Man who asked, Is God Dead?, dead at 78

The Los Angeles Times reports:

John T. Elson, whose 1966 cover story for Time magazine — provocatively titled “Is God Dead?” — produced record-breaking newsstand sales with its perceptive analysis of a debate that animated Sunday churchgoers as well as theologians, died Sept. 7 at his home in New York City. He was 78.

The April 8, 1966, issue was the first in Time’s history to feature only words on the cover: “Is God Dead?” in large, red letters on a black background. The story elicited more than 3,500 letters, an unprecedented response. It also broke a 20-year record for newsstand copies sold.

“The story brought a brimstone of controversy, but given the depth of the reporting, few could argue that the writer had not done his homework,” former Time managing editor Jim Kelly wrote in an appreciation of Elson published on the magazine’s website. The story, which had been under consideration by Time editors for nearly a year, was driven by a growing awareness that the secularized world of the 1960s was causing theologians to rethink traditional concepts of God.

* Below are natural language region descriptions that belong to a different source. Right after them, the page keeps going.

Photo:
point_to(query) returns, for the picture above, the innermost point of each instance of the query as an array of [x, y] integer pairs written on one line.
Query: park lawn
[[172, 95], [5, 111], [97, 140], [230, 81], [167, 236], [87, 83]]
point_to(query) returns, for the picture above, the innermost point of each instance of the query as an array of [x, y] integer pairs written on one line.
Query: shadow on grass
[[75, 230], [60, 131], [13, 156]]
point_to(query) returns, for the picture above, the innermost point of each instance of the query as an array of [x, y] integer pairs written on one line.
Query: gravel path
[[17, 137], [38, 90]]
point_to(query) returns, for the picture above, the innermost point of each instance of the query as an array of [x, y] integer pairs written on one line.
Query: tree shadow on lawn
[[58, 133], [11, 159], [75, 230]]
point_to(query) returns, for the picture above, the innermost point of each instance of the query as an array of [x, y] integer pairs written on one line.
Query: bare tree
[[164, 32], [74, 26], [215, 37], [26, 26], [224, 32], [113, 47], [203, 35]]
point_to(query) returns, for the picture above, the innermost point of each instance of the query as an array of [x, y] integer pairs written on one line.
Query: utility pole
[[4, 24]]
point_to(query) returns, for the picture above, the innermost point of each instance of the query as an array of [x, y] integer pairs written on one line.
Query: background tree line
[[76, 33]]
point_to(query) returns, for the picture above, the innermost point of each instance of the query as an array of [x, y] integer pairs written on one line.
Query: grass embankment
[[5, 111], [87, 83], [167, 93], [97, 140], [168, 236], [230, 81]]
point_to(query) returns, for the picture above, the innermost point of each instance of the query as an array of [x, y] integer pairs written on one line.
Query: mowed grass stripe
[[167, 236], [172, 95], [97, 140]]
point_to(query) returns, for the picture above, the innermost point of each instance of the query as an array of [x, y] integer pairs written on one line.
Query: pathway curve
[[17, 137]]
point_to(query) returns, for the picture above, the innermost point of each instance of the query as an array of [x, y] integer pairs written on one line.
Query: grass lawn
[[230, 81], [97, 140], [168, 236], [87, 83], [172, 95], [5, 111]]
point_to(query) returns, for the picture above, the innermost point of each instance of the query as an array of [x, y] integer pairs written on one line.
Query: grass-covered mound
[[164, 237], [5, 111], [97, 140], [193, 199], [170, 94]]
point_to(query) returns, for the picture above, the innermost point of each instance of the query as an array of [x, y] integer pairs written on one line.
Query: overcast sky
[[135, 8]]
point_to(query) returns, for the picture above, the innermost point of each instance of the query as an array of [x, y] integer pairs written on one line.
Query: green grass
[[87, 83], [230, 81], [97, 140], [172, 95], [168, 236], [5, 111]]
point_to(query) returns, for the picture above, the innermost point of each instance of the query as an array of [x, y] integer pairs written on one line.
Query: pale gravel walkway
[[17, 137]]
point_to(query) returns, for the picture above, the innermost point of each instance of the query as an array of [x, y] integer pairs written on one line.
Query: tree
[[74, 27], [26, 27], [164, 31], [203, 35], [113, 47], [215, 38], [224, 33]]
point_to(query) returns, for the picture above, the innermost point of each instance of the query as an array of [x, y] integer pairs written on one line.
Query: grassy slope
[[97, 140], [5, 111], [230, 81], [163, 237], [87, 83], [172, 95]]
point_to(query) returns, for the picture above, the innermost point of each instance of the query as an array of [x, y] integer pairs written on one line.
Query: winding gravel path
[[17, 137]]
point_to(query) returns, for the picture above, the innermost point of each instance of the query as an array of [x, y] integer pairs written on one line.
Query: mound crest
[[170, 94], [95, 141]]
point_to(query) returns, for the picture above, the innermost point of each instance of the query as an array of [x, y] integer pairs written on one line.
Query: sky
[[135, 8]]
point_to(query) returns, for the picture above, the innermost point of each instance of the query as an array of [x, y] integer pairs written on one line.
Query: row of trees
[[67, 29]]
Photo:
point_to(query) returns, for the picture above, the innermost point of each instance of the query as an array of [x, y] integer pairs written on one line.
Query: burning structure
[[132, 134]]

His widow recommends we read the last paragraph of Elson’s cover story:

Gabriel Vahanian suggests that there may well be no true faith without a measure of doubt, and thus contemporary Christian worry about God could be a necessary and healthy antidote to centuries in which faith was too confident and sure. Perhaps today, the Christian can do no better than echo the prayer of the worried father who pleaded with Christ to heal his spirit-possessed son: “I believe; help my unbelief.”